Barbell Horn® Ultrasonic Technology

For most applications of ultrasound, there is a minimum amplitude (typically 70 – 80 microns) below which the application fails due to insufficient processing intensity. With conventional ultrasonic technology, the required amplitudes can only be achieved by laboratory devices and cannot be reproduced on a production scale. Although large conventional ultrasonic processors with high power ratings are available, their maximum amplitudes are very low (only about 20 – 25 microns), which results in severely diminished processing quality.

Barbell Horn® Ultrasonic Technology (BHUT)—our core intellectual property—has resolved this issue by making it possible to increase the size of an ultrasonic processor without losing the required high amplitude. BHUT-based laboratory, bench and industrial-scale ultrasonic processors can all provide extremely high ultrasonic amplitudes (over 100 microns). Our customers can, therefore, count on reproducible post-scale-up results, where productivity rates are greatly increased while the highest finished product quality is maintained.

For ultrasonic applications, processing intensity is defined by ultrasonic amplitude. By way of analogy, hard-boiling an egg is an application where processing intensity is defined by water temperature, which must reach about 100 ^oC for this application to be successful. A hard-boiled egg cannot be prepared in a bathtub of warm water—regardless of how much power is spent on warming it—if the required water temperature cannot be reached. Similarly, to produce the desired results, an ultrasonic processor must be able to reach the required amplitude (typically, 70 – 80 microns), regardless of its specified power rating. Once the required amplitude condition is established, however, the power rating does become important, since a larger ultrasonic horn (the vibrating device in an ultrasonic processor) requires more power than a smaller one to be driven at a given amplitude.
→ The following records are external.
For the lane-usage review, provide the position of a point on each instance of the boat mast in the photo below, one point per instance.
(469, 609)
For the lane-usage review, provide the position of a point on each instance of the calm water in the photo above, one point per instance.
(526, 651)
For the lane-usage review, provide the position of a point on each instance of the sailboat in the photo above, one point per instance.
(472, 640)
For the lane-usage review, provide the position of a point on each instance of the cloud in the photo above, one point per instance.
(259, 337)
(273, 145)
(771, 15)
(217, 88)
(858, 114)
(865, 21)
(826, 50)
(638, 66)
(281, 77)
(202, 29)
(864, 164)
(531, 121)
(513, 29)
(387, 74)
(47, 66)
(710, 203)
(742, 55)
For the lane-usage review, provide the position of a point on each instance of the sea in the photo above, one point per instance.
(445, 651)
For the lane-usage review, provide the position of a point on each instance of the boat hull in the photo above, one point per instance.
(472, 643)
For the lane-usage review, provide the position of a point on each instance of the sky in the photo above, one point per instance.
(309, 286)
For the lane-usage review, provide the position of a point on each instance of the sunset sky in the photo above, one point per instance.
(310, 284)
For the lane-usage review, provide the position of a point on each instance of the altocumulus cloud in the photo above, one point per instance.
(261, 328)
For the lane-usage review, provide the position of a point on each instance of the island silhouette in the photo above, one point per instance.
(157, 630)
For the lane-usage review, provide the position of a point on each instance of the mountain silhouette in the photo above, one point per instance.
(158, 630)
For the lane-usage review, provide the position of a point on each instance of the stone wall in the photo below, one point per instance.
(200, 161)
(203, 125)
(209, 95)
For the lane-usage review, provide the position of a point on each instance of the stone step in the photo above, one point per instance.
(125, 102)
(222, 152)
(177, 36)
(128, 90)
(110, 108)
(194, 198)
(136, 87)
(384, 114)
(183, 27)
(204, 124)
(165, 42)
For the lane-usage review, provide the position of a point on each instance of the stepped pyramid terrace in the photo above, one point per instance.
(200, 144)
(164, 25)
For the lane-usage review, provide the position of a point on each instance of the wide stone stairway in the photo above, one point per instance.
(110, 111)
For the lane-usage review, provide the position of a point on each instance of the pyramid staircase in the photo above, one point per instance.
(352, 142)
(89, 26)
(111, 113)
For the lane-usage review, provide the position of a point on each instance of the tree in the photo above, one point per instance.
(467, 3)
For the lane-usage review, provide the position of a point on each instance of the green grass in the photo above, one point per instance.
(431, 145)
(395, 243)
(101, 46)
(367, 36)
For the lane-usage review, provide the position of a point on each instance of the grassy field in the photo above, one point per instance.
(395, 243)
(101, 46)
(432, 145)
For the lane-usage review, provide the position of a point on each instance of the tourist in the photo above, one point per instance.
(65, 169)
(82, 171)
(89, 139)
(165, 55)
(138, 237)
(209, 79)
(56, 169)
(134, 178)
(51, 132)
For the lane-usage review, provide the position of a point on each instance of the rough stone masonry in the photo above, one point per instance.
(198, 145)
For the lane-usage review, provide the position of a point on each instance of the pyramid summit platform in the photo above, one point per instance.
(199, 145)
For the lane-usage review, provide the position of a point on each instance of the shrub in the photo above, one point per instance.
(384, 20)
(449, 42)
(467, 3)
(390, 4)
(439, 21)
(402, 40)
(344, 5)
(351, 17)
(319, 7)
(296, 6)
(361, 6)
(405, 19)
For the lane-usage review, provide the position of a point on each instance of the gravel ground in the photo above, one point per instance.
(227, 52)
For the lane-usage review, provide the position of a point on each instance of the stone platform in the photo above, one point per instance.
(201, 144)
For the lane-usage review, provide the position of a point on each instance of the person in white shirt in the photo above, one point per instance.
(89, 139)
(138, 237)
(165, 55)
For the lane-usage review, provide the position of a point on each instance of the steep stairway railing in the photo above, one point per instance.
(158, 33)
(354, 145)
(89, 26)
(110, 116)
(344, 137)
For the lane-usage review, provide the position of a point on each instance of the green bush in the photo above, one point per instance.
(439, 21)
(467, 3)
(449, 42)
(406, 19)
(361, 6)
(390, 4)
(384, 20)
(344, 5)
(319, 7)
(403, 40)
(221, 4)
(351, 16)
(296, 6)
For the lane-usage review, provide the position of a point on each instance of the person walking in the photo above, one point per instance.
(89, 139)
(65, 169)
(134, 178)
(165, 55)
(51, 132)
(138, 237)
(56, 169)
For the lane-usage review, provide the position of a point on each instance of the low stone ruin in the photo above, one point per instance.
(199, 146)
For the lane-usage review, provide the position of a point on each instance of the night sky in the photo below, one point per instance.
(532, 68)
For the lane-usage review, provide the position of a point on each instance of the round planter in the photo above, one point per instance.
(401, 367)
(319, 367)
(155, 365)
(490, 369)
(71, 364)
In addition to enabling scale-up without reducing ultrasonic amplitudes, our technology includes another essential (and patented) feature—sealed, water-cooled transducers. A transducer converts the electric energy coming from an ultrasonic generator into mechanical vibrations. High voltages and currents are commonly present in a transducer’s internal area, and substantial heat can be released during its operation. Efficient cooling, especially during continuous processing, as well as protecting the internal area from exposure to humidity or flammable vapors are, therefore, essential conditions.

Conventional transducers are typically cooled by forced air, which makes them prone to overheating during continuous operation (air has low heat removal capacity) and vulnerable to condensation, humidity and flammable vapors, which the air may bring into the internal area where high-voltage contacts are located.

Our water-cooled transducers, on the other hand, can operate continuously (24/7) without overheating and are fully sealed to the outside environment, which makes them immune to high-humidity conditions and suitable for processing flammable materials, such as fuels and organic solvents.